As a premium supplier of battery grade, GXY is looking into starting up a battery factory and moving into manufacturing as well as mining on forecast demand for lithium in electronic products.
Lithium is used in a number of electronic applications. Lithium usage in electronics has grown 25%-30% from 1999-2008, and is currently employed in Porsche starter batteries, energy storage and E-Bikes.
China is a major driver of E-Bikes, with production in Asia totalling 44 million bikes per annum. GXY forecasts 2016 sales of US$20 million for E-Bikes, with a large proportion of E-Bikes utilising lithium batteries.
An obvious major future driver for lithium battery demand will come via cars. Car lead acid batteries will convert to lithium ion batteries, which have already been employed in the Porsche 911 GT3 model.
Innovations such as airbags, electronic windows and electric mirrors in cars all started with high-end cars, and lithium batteries look set to follow the same trend.
China is slated to drive growth of electronic vehicles into the future, with 50% ownership of EVs and hybrids predicted by 2030 and 10% of vehicles forecast to be emission-free by 2013.
GXY is at an advanced stage of developing its Mt Cattlin Lithium Project (hard rock spodumene) in Ravensthorpe, Western Australia.
The project encompasses a mine and minerals plant which will produce 137,000 tpa of 6% Li2O spodumene concentrate.
GXY intends to add value to the Mt Cattlin Project by establishing its own downstream lithium processing facilities in China.
Earlier this month, GXY confirmed it was establishing its Asian footprint and funding growth through listing on the Hong Kong stock exchange (SEHK), opening the group up to a larger pool of institutional and retail investors.
The company has also just finalised a capital raising of $91.5 million to meet its funding requirements and for ramp-up of production at Mt Cattlin and the continuing construction of Jiangsu.
The group’s most recent major financial results were for the June 2010 half, where the group reported cash and cash equivalents of $18.3 million, up from $3.4 million in the June 2009 half.
Its positive result has seen GXY become one of the hot stocks in recent months, surging from around 95 cents in August to be currently trading around $1.60.

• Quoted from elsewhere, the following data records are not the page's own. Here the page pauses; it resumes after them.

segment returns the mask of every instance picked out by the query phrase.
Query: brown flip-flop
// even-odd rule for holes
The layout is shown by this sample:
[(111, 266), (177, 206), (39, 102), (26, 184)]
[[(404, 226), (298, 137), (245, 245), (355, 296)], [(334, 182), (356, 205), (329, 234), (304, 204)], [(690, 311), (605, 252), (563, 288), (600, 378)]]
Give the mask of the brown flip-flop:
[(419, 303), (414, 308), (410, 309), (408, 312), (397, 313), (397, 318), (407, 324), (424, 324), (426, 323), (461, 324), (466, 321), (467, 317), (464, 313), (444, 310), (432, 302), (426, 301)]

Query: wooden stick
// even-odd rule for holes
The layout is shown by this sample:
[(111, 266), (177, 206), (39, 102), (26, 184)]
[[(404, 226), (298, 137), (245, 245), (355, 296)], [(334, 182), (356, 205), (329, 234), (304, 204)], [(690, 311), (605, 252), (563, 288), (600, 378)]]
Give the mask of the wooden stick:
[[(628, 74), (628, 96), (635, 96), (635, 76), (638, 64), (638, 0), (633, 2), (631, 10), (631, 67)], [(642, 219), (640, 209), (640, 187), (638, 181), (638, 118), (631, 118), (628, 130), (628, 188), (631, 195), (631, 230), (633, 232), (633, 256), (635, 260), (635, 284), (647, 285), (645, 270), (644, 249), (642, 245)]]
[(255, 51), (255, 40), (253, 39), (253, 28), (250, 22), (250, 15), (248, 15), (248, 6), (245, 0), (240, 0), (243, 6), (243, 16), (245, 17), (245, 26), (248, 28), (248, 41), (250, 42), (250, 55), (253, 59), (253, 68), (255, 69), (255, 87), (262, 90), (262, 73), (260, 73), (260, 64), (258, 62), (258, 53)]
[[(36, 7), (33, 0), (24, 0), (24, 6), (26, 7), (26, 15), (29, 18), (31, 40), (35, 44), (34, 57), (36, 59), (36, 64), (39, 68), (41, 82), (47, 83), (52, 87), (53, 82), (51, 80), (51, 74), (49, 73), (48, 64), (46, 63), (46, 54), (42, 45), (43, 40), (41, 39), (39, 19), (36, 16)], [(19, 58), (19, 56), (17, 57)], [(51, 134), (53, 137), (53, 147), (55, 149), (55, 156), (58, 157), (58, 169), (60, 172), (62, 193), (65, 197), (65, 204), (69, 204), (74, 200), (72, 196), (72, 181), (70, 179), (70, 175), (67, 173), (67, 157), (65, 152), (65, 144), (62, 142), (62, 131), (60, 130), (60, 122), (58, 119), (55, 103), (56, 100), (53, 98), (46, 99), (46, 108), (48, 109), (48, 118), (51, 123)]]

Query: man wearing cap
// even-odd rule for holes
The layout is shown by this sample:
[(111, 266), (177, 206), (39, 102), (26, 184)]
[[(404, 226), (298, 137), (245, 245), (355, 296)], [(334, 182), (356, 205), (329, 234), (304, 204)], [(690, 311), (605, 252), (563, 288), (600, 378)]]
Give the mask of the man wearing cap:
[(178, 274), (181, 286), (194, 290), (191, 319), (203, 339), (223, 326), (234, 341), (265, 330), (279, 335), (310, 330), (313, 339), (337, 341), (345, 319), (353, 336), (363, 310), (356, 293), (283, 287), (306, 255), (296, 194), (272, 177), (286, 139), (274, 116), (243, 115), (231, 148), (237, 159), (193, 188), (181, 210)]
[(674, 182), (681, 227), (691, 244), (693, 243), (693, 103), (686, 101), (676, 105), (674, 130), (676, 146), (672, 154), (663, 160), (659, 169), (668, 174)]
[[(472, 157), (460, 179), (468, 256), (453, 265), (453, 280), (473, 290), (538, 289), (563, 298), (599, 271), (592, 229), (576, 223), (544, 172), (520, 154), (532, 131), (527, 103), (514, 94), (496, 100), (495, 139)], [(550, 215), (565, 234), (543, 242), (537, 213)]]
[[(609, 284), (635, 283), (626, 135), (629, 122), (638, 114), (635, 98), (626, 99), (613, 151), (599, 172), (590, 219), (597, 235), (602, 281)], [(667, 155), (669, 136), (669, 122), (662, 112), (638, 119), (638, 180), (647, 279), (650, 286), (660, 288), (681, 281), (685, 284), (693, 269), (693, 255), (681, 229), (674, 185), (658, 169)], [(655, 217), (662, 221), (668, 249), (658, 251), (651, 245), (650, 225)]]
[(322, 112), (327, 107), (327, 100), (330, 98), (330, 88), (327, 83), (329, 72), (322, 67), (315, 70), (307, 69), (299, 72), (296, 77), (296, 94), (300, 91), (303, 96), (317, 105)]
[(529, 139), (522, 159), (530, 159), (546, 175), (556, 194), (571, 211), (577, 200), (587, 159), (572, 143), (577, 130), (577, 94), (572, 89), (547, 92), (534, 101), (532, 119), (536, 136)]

GXY is set to benefit from forecast future demand for lithium in electronic products, particularly in electronic car batteries, with demand from China set to drive the boom.
Lithium usage in electronics has already grown 25%-30% from 1999-2008, and is currently employed in Porsche starter batteries, energy storage and E-Bikes.
GXY’s focus on lithium puts the company at the forefront of expected lithium demand as a premium supplier of battery grade.
Further upside could also come from GXY’s move into manufacturing, and as result, it will be one of the stocks to watch in coming months.